Największe ośrodki związane z IT skoncentrowane są wokół dużych miast – Warszawy, Krakowa oraz Wrocławia i to tam można liczyć na najwyższe wynagrodzenia, przy czym wcale nie oznacza to, że pracujący faktycznie mieszkają właśnie w województwie mazowieckim, małopolskim czy dolnośląskim. Szczególnie wrocławskie firmy są nadal nastawione na pracę zdalną – wyjaśnia Karol Boczkowski, manager ds. kontraktów IT w Grafton Recruitment.

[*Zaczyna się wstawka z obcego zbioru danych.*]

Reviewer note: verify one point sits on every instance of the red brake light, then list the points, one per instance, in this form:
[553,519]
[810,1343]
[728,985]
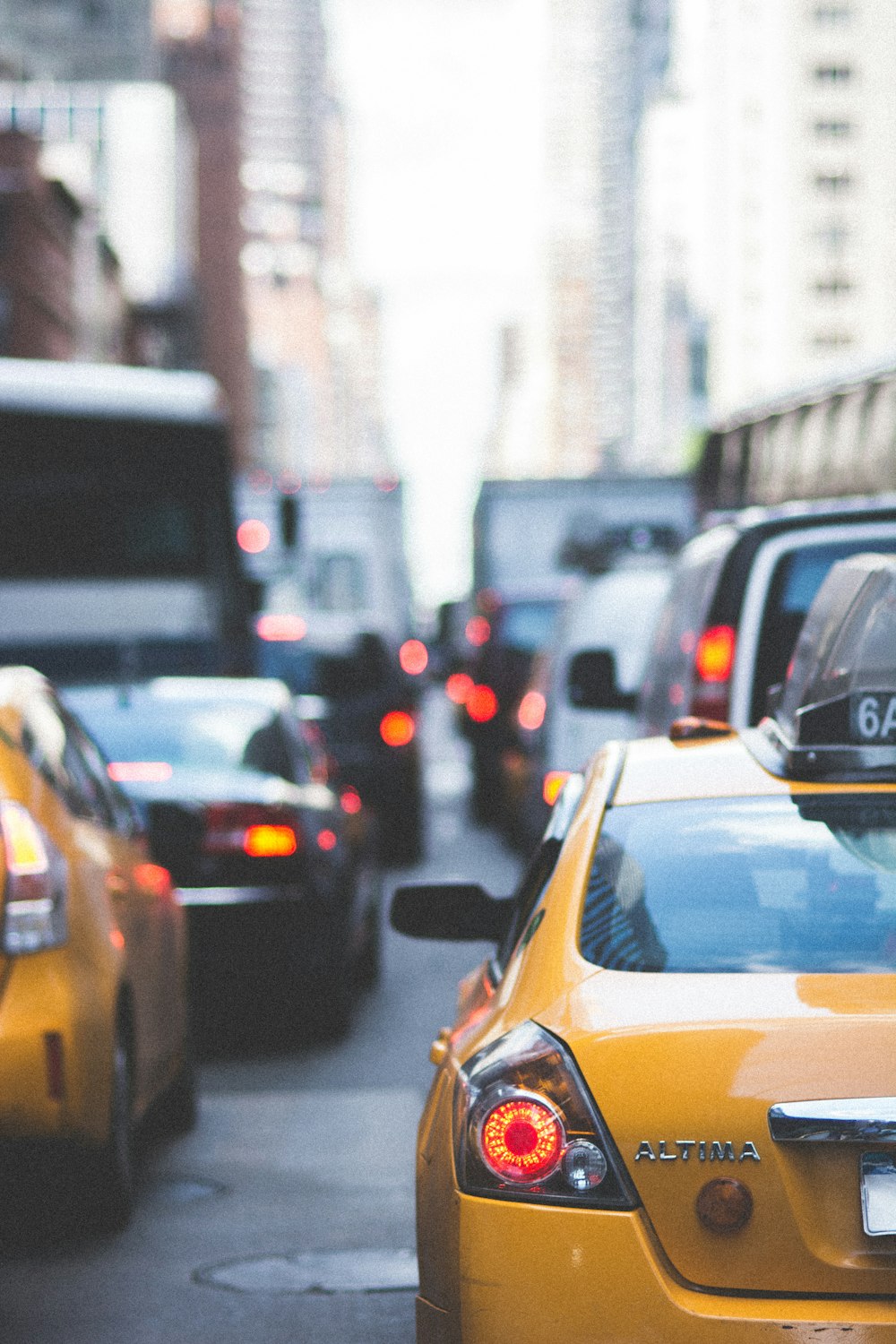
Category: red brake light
[481,703]
[413,658]
[253,537]
[281,629]
[530,712]
[398,728]
[458,687]
[268,841]
[521,1139]
[258,831]
[715,655]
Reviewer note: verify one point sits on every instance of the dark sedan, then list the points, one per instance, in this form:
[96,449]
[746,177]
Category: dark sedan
[271,862]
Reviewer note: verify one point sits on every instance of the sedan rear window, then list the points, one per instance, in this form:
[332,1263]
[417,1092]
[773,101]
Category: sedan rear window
[755,884]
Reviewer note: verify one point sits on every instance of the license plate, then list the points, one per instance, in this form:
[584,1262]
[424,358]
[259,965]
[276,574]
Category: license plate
[879,1193]
[872,718]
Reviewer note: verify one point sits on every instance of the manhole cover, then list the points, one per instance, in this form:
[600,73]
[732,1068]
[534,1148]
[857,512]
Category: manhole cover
[182,1190]
[317,1271]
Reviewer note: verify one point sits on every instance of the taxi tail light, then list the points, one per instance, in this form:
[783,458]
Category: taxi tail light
[527,1128]
[254,830]
[35,884]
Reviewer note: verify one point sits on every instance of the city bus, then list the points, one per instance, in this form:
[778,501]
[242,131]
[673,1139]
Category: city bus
[117,542]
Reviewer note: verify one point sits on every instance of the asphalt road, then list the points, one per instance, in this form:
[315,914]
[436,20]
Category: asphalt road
[288,1215]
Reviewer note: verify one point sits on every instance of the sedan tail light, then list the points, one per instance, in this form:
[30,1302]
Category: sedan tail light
[255,830]
[398,728]
[527,1128]
[35,894]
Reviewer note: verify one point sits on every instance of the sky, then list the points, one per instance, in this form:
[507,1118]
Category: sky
[444,112]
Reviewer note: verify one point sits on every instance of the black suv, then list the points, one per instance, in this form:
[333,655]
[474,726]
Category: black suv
[737,601]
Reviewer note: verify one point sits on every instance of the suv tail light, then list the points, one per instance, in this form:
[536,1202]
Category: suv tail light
[713,664]
[35,897]
[527,1128]
[252,828]
[398,728]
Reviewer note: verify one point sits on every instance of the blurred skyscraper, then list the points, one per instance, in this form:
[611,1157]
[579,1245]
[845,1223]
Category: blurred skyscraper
[603,64]
[770,201]
[77,39]
[314,336]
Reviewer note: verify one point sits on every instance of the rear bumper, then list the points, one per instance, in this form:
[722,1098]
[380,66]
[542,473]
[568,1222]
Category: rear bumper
[238,895]
[522,1271]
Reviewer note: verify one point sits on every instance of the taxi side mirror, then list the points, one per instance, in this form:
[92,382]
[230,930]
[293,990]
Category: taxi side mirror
[455,911]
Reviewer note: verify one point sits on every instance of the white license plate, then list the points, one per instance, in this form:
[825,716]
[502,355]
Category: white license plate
[879,1193]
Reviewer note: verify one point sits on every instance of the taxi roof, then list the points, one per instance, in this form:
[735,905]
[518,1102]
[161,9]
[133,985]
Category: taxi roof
[659,771]
[732,766]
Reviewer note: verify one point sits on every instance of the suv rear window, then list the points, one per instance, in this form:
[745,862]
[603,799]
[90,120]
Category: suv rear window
[751,884]
[794,582]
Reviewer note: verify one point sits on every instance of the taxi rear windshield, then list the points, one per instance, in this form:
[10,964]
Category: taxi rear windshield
[796,884]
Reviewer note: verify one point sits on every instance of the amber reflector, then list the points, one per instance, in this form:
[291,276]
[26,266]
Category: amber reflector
[724,1206]
[554,781]
[481,704]
[271,841]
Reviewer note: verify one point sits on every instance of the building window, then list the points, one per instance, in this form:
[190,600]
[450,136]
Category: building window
[828,341]
[833,74]
[833,129]
[833,237]
[833,287]
[834,183]
[833,13]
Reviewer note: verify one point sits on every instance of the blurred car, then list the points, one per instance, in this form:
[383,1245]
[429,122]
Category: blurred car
[274,867]
[93,980]
[667,1109]
[505,636]
[739,596]
[583,688]
[370,717]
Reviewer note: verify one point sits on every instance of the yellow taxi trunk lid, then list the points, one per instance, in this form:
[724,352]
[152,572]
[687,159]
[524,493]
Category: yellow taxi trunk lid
[685,1070]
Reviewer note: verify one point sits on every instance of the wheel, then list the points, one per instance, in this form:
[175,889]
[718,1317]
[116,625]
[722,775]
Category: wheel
[109,1180]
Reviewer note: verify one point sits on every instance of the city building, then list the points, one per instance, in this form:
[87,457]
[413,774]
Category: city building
[786,123]
[77,39]
[314,333]
[38,241]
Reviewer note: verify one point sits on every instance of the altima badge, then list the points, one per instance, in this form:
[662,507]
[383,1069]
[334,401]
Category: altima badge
[702,1150]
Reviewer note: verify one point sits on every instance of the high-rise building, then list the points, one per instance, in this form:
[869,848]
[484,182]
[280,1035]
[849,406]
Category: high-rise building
[77,39]
[791,155]
[605,61]
[314,335]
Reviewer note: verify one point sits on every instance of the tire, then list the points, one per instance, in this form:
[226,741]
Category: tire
[108,1196]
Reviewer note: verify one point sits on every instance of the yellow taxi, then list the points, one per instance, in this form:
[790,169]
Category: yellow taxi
[667,1109]
[93,1008]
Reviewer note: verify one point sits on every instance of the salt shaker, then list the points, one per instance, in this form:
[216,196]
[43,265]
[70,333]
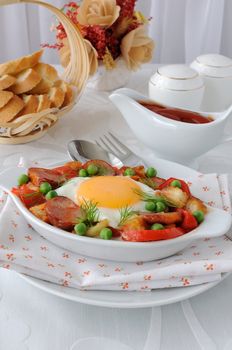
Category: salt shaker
[216,71]
[177,85]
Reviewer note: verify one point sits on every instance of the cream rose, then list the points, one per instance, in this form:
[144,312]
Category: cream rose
[98,12]
[137,48]
[64,53]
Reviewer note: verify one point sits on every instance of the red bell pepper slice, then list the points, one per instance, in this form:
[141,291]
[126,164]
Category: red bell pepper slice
[168,182]
[189,221]
[30,195]
[152,235]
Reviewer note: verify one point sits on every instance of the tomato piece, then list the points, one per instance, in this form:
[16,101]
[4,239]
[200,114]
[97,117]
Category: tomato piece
[62,212]
[104,168]
[153,182]
[66,171]
[189,221]
[184,185]
[116,232]
[163,218]
[75,165]
[30,195]
[152,235]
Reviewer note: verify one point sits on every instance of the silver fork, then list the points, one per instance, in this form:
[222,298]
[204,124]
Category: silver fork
[112,144]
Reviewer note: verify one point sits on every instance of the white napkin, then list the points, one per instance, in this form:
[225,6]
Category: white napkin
[25,251]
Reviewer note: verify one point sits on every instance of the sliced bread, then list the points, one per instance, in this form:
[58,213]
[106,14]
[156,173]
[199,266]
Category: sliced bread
[46,71]
[42,88]
[18,65]
[6,81]
[56,96]
[31,104]
[43,102]
[25,81]
[11,109]
[5,97]
[69,94]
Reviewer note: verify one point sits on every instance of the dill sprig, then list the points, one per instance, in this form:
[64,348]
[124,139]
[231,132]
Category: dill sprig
[125,214]
[90,212]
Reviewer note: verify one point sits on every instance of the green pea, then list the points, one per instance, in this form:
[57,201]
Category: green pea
[176,183]
[160,206]
[45,187]
[106,233]
[92,169]
[151,172]
[51,194]
[150,206]
[129,172]
[157,227]
[83,173]
[80,229]
[23,179]
[199,215]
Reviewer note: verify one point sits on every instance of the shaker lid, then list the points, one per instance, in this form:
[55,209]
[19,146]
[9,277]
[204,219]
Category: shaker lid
[213,65]
[178,77]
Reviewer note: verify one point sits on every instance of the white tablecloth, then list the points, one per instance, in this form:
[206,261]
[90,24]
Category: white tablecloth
[32,319]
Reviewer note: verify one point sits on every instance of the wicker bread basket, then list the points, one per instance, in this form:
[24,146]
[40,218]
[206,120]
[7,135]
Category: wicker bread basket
[30,127]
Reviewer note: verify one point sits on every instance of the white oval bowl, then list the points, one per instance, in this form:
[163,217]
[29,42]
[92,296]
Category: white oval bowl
[217,222]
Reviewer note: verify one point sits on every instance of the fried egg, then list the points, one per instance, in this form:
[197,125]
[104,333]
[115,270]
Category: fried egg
[109,193]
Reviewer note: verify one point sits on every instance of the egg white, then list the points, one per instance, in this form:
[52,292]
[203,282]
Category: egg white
[70,190]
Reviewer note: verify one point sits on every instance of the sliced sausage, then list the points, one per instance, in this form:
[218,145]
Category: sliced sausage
[62,212]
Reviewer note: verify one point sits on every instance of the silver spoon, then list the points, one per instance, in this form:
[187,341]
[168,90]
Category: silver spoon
[83,150]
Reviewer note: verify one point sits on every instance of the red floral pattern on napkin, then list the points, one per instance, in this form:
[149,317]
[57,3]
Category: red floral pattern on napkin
[24,250]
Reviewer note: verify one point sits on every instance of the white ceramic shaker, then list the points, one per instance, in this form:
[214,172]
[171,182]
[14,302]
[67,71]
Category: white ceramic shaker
[216,71]
[177,85]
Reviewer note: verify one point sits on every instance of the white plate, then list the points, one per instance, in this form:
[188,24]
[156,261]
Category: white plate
[217,222]
[124,300]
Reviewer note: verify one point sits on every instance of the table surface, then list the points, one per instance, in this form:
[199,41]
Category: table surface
[35,320]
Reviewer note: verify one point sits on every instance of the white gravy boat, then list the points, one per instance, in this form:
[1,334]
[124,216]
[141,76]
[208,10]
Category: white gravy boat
[170,139]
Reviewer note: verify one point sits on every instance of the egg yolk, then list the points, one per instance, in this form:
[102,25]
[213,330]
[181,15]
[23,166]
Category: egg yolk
[109,191]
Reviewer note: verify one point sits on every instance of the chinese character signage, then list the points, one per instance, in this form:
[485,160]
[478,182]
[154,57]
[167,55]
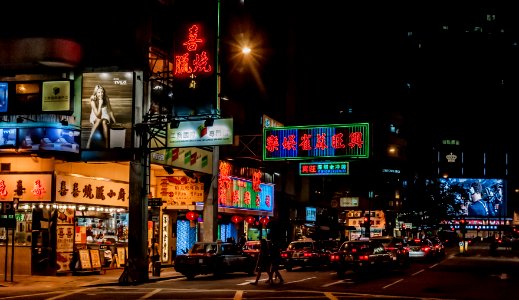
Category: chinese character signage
[179,191]
[236,192]
[195,91]
[195,133]
[56,96]
[190,158]
[324,168]
[79,190]
[310,142]
[26,187]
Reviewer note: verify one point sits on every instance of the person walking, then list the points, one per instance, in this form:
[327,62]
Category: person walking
[263,263]
[275,261]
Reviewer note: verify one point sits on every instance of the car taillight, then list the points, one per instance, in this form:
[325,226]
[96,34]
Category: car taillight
[309,254]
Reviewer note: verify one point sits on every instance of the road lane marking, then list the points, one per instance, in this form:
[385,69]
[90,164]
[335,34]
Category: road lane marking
[148,295]
[386,286]
[238,295]
[332,283]
[68,294]
[330,296]
[422,270]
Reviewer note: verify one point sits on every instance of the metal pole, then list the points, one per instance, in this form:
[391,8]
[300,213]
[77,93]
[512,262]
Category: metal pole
[210,230]
[6,251]
[12,254]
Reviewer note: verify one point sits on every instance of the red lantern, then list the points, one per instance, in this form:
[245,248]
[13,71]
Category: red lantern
[236,219]
[250,219]
[191,215]
[265,220]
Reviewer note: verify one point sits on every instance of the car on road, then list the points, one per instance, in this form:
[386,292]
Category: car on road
[398,248]
[361,256]
[421,249]
[305,253]
[214,258]
[252,248]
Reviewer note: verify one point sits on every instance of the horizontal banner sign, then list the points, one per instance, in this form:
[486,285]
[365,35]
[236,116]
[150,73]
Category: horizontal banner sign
[199,133]
[324,168]
[310,142]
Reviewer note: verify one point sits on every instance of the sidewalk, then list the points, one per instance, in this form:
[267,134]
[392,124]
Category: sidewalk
[110,277]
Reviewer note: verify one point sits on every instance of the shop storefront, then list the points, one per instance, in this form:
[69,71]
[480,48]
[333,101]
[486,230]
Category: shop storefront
[83,227]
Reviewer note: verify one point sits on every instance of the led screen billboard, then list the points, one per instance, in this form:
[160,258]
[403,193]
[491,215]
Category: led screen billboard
[475,197]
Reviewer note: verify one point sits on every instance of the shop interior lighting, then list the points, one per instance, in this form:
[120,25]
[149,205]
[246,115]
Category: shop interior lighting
[209,122]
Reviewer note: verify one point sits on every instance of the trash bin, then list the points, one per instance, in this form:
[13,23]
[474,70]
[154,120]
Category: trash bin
[156,268]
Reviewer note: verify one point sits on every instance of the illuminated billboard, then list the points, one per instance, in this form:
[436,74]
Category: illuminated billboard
[324,168]
[473,197]
[107,110]
[310,142]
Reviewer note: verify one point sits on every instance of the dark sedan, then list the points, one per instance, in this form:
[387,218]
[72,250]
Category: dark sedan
[361,256]
[214,258]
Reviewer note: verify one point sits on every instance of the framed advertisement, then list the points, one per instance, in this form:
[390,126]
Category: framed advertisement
[84,259]
[121,255]
[65,238]
[96,260]
[116,91]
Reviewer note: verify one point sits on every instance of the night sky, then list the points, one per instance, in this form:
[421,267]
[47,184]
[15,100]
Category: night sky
[459,79]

Jak wynika z „Raportu wynagrodzeń i trendów w IT”, głównym ośrodkiem zatrudnienia specjalistów IT w Polsce pozostaje Warszawa, chociaż pod koniec 2023 roku można było zaobserwować znaczny spadek liczby ogłoszeń, szczególnie na stanowiska juniorskie, w porównaniu do analogicznego okresu rok wcześniej (IV kwartał 2022). Drugim miastem w Polsce pod względem liczby specjalistów IT jest Kraków, głównie ze względu na  atrakcyjność dla inwestorów. Najwięcej ofert pracy w branży w stolicy Małopolski dotyczy obszaru IT consultingu, dostawców oprogramowania oraz branży finansowej. W czołówce polskich ośrodków IT od lat utrzymuje się także Wrocław, w którym miniony rok charakteryzował się dużą stabilizacją. Tu również dominują oferty na stanowiska seniorów i konsultantów, szczególnie w obszarze rozwoju oprogramowania. Dostęp do pracy zdalnej stworzył wysoki popyt na specjalistów także w Łodzi. Doprowadziło to do szybkiego wyrównania się zarobków na lokalnym rynku do poziomów obserwowanych w innych dużych miastach. Choć w porównaniu do reszty Polski Łódź zanotowała w pierwszym kwartale 2024 roku niewielki wzrost popytu w sektorze IT, trudno mówić jednak o trendzie po silnym spadku w ubiegłym roku. Poznań na polskiej mapie IT jest jednym z ważniejszych ośrodków utrzymania infrastruktury serwisowej. Inwestuje się tu w rozwój aplikacji chmurowych, grafiki komputerowej i usług zapewniających szybki przepływ danych. Serce Górnośląsko-Zagłębiowskiej Metropolii – Katowice mogą być z kolei ciekawym miejscem w kolejnych latach, gdyż dzięki budowie HUB-u Gamingowo-Technologicznego na terenie byłej kopalni KWK Wieczorek mają szansę stać się przestrzenią rozwoju środowiska związanego z e-sportem.

Wzrost liczby studentów

Pozytywną wiadomością dla pracodawców jest wzrost zainteresowania kierunkami związanymi z IT. Odsetek studentów kierunków informatycznych w całej Polsce wzrósł bowiem o 5,1%  w porównaniu do ubiegłego roku, wyprzedzając tym samym tempo wzrostu całkowitej liczby studentów w kraju (+0,4%).

Najwięcej studentów kierunków informatycznych przybyło w województwie łódzkim (+21,5%), podlaskim (+18,7%) oraz lubelskim (+12%). Jedynie w dwóch województwach odnotowano spadek liczby studentów: lubuskim I dolnośląskim.